High candidate security deposit fees to stand in elections unfairly disadvantage young candidates, Green Party-Social Democratic Party Alliance legislative candidate Lu Hsin-chieh (呂欣潔) said yesterday.
“The security deposit threshold is far too high, fundamentally serving to shut out talented young people and keep them from running for office,” she said.
The NT$200,000 deposit to register to stand in district legislative elections is several times greater than the average monthly salary of most young people, she said.
Central Election Commission Division of Electoral Affairs Director Chuang Kuo-hsiang (莊國祥) said candidates are required to pay the deposit to discourage frivolous candidacies, adding that the money is refunded if candidates receive more than 10 percent of the vote in their district.

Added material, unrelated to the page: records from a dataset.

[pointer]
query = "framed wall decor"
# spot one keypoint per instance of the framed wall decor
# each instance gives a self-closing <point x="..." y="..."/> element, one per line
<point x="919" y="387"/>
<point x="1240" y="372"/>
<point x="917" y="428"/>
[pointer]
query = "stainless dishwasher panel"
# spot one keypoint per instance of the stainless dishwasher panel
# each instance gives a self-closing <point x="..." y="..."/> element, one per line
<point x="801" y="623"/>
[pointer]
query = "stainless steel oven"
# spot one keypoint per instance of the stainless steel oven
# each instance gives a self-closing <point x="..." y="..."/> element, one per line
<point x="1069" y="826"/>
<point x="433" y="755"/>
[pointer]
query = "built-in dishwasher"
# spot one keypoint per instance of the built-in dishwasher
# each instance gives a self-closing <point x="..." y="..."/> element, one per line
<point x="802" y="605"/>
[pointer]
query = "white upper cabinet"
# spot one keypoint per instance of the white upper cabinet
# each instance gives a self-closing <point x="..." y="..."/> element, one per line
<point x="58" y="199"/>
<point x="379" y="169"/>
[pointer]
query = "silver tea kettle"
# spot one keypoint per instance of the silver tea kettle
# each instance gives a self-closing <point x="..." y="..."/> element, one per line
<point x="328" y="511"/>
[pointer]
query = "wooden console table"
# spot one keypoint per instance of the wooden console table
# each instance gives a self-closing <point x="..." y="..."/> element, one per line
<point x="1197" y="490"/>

Lu appeared with fellow alliance candidate Miao Po-ya (苗博雅) outside the Taipei City Election Commission yesterday prior to officially registering their candidacies, calling for electoral reforms to “break the golden chains” of money politics.
They said based on official records, their opponents — Chinese Nationalist Party (KMT) legislators Lai Shyh-bao (賴士葆) and Alex Fai (費鴻泰) — spent NT$25 million (US$762,707) and NT$40 million respectively during the previous election cycle, more than 10 times the amount that they themselves had raised relying on individual contributions. They called for reforms to forbid the use of party-owned property and investments to be used to subsidise campaigns.
The alliance itself requires candidates to pay for party expenses up to what is legally permissible, as it is easier for individual candidates to raise money, Lu said.
She said that while party candidates can share expenses, they are not permitted to give money directly to the party prior to elections.
Miao said that her opponent’s fundraising efforts put her at a disadvantage.
“While I can only afford NT$1 packets of tissue paper, Lai can afford NT$10 packets of wet wipes,” said Miao, referring to gifts emblazoned with candidate information which are given out to voters.